Some simple Questios about Derivaties

Dear All,
I have a simple question which creates confusion for me

1. What is derivative of zero function? I know derivative of constant is zero and derivative of ZERO is zero. But the problem is derivative of ZERO Function at Zero becomes indeterminate form i.e
$f'(x)=\lim_{x \to \0} \frac{\mathrm{0-0} }{\mathrm{x-0} }$

2. We know that continuity is defined on some closed interval $[a, b]$ , but derivative is defined on open interval $(a, b)$ . Why?

3. In almost every book of calculus, theorem about test of increasing and decreasing function is given one way as:
If f is continuous on closed interval $[a, b]$ , and differentiable on $(a, b),$
(i) if $f'(x)>0,$ for all x in $(a, b)$ , then f is increasing
(ii) if $f'(x)<0$ , for all x in $(a, b)$ , then f is decreasing [/TEX].
To my knowledge converse of the theorem is also true i.e if f is increasing then $f'(x)>0,$ . In books why only way statement is written? or I am wrong.
May 30th 2011, 02:29 AM
Ted

1. Zero function is a constant also. No need for the limit definition.

2. Good question! It is impossible for the function to be differentiable on the end points because in order to be differentiable it should continuous first, and in order to be continuous it should be continuous from right and left. But the function is not defined at the right of b and the left of a. This means it is not continuous on b from right (or a from left), hence it is not differentiable.

3. Because this test is given as an application of the derivatives so it should be written so that the student will differentiate in order to test his understanding of differentiation.
and you are right. f is increasing (decreasing) if and only if f' > 0 (f' < 0).
May 30th 2011, 02:30 AM
Prove It

1. Use $\displaystyle f'(x) = \lim_{h \to 0}\frac{f(x + h) - f(x)}{h}$ instead.
May 30th 2011, 10:40 AM
HallsofIvy

Haven't you noticed that every derivative is an indeterminant form?

$\lim_{h\to 0}\frac{f(x+h)- f(x)}{h}$

Obviously, the denominator is going to 0. In order that the limit exist, it must be true that the numerator also goes to 0 (f is continuous).

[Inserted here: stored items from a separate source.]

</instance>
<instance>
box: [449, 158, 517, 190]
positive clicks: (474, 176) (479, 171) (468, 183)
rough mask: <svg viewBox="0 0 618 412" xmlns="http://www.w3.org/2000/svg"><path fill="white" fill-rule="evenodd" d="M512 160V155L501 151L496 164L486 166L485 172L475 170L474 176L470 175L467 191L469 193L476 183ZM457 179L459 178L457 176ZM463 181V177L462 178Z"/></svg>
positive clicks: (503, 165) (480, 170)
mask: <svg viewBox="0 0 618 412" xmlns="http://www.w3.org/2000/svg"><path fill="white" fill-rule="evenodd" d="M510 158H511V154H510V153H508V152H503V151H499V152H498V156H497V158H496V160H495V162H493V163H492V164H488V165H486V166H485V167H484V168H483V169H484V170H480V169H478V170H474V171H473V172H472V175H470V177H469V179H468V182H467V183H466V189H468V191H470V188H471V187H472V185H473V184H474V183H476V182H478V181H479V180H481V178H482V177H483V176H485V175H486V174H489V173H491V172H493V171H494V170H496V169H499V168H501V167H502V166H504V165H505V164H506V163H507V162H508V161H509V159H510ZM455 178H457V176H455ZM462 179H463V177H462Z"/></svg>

In order to take the limit defining any derivative, you need to use this:
If f(x)= g(x) for all x except x= a, $\lim_{x\to a} f(x)= \lim_{x\to a}g(x)$

The derivative of the constant function, f(x)= 0 for all x, [tex]\frac{0- 0}{h}= 0[/itex] for all x except x= 0 so
$f'(x)= \lim_{h\to 0}\frac{0 - 0}{h}= \lim_{h\to 0} 0= 0$
May 30th 2011, 11:31 AM
Ackbeet

Quote:

Originally Posted by Ted

2. Good question! It is impossible for the function to be differentiable on the end points because in order to be differentiable it should continuous first, and in order to be continuous it should be continuous from right and left. But the function is not defined at the right of b and the left of a. This means it is not continuous on b from right (or a from left), hence it is not differentiable.

True for the two-sided derivative. You can actually define the derivative from the right at a left endpoint, and the derivative from the left at a right endpoint. In the limit definition of the derivative, you'd just use one-sided limits. I think some books may do it that way (or I could be mistaken). In that case, you could say that the function is differentiable on a closed interval if it's differentiable (two-sided) on the open interval, and differentiable from the right at the left endpoint, and differentiable from the left at the right endpoint.